The CDC was engulfed in turmoil late yesterday as director Susan Monarez was fired, just weeks after her confirmation. Why it matters: Monarez's and other sudden high-level departures gutted the top ranks of the agency that's responsible for protecting the nation's public health. The intrigue: After HHS announced on X that Monarez was "no longer director" of the CDC, attorneys Mark Zaid and Abbe Lowell posted on X last night that Monarez had "neither resigned nor received notification from the White House that she has been fired." The White House announcement came less than two hours later. - White House spokesperson Kush Desai said in a statement: "Since Susan Monarez refused to resign despite informing HHS leadership of her intent to do so, the White House has terminated Monarez from her position with the CDC."
Driving the news: The CDC's chief medical officer, Debra Houry, resigned her position, according to internal emails viewed by Axios. - Daniel Jernigan, the CDC's director of the National Center for Emerging and Zoonotic Infectious Diseases, and Demetre Daskalakis, the CDC's director of the National Center for Immunization and Respiratory Diseases, also resigned their posts yesterday, according to the emails.

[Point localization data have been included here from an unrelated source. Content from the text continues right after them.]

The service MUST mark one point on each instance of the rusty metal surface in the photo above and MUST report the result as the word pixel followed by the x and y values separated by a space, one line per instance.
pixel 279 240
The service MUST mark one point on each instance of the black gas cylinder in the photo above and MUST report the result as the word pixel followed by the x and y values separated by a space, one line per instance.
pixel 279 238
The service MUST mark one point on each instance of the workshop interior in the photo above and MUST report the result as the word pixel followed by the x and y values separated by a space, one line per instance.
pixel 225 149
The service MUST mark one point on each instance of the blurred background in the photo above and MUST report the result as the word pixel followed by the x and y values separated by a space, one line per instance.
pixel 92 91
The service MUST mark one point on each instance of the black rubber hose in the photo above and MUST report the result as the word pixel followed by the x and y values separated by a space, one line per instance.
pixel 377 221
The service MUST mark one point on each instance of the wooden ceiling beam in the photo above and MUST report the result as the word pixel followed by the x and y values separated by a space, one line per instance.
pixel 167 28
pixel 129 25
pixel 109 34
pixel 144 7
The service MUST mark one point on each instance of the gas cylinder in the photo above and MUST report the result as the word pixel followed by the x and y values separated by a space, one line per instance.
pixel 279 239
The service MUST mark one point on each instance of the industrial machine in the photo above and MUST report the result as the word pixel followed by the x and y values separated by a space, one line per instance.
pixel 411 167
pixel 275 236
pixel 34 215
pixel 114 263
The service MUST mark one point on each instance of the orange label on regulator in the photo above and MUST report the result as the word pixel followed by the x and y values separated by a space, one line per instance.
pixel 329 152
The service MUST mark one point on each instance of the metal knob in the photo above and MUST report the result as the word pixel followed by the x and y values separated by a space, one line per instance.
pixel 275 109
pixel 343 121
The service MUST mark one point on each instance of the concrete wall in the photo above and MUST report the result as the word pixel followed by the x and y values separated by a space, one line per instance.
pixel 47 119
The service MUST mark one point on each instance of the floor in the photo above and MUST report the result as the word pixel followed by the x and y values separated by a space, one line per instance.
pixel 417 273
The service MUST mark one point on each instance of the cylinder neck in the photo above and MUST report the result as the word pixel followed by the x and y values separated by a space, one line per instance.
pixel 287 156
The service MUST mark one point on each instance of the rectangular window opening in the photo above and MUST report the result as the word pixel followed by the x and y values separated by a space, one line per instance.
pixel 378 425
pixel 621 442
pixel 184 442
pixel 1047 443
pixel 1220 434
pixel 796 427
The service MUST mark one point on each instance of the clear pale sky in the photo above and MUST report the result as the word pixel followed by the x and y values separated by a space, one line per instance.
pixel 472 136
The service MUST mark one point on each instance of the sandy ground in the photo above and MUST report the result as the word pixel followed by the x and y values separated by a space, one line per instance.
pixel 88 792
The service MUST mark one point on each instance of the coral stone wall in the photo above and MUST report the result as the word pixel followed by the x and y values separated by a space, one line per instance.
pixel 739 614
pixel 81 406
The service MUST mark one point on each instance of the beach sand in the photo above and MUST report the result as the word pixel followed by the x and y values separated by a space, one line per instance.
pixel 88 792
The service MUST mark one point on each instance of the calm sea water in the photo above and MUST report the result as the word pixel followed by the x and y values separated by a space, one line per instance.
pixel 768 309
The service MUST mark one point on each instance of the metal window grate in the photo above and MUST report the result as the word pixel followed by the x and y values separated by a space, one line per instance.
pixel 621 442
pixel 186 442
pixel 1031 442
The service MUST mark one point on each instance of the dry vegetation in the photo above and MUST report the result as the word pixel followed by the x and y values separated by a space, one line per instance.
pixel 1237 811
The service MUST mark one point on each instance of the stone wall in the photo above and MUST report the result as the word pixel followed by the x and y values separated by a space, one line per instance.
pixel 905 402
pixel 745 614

What they're saying: "The intentional eroding of trust in low-risk vaccines favoring natural infection and unproven remedies will bring us to a pre-vaccine era where only the strong will survive and many if not all will suffer," Daskalakis wrote in a blistering resignation letter he posted on X. - "Vaccines save lives — this is an indisputable, well-established, scientific fact," Houry wrote in a separate email.
- "I am committed to protecting the public's health, but the ongoing changes prevent me from continuing in my job as a leader of the agency."
Monarez clashed with Kennedy over COVID vaccine policy changes and tried to get Senate health committee chair Bill Cassidy (R-La.) to intervene after Kennedy urged her to resign, the Washington Post reported. - During Monarez's brief tenure, the agency was targeted in an attack on its Atlanta headquarters by a gunman influenced by anti-vaccine rhetoric, and moved ahead with hundreds of job cuts.
Maya Goldman and Emily Peck contributed.